[M] Attribute extraction and linking for medical concepts

Master Assignment

Attribute extraction and linking for medical concepts

Type: Master CS

Location: CTcue

Period: TBD

Student: (Unassigned)

If you are interested please contact :

Introduction of company:

CTcue is a small company that builds a search engine for patient populations and provides an easy way to collect data about that population. Some examples for use cases for hospitals are clinical trials and Quality indicators (statistics about hospital performance for insurance companies, government etc.). A major challenge is that valuable information is archived as text (e.g. reports or notes), making it unavailable for analysis without using natural language processing.

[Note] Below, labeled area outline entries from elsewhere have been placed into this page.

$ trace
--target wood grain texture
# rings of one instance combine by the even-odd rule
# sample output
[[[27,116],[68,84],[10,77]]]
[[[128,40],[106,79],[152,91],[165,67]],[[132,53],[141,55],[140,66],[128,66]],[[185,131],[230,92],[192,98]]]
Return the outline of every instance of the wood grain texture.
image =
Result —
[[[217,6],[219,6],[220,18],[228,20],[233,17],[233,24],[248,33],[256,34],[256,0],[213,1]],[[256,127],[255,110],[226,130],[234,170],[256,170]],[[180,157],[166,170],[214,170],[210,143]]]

We have created a pipeline that analyses dutch medical text, such that the full scope of patient health records can be used, both structured and unstructured data. The steps in the pipeline include (but are not limited to): measurement extraction, concept extraction, context classification, temporal classification. Currently our solution is implemented in 25 hospitals. The company consists of a team of 14 people and is located in Amsterdam on Science Park.

Project description:

Medical dossiers of patients consist for a large part of natural language. These letters and notes tend to contain a lot of information which is not registered in a structured way. CTcue has developed a pipeline that extracts the medical concepts from natural language. There is however a lot of information about these concepts that provide additional relevant information. An example can be the severity of a tumor, its location and its diameter. These are often found throughout the texts and extracting and linking this information to the appropriate concepts would enhance the usefulness of information stored in natural language greatly.

Expected product:

A python module that can take a tokenized text with tagged concept as input, which then tags all attributes in the text and links them to the related concepts.

Available resources:

A annotated Dutch dataset can be made available at CTcue in combination with large amounts of natural language data for unsupervised approaches. The competition from CLEF ehealth has had related tasks with datasets and resulting papers in 2014-2016 for inspiration.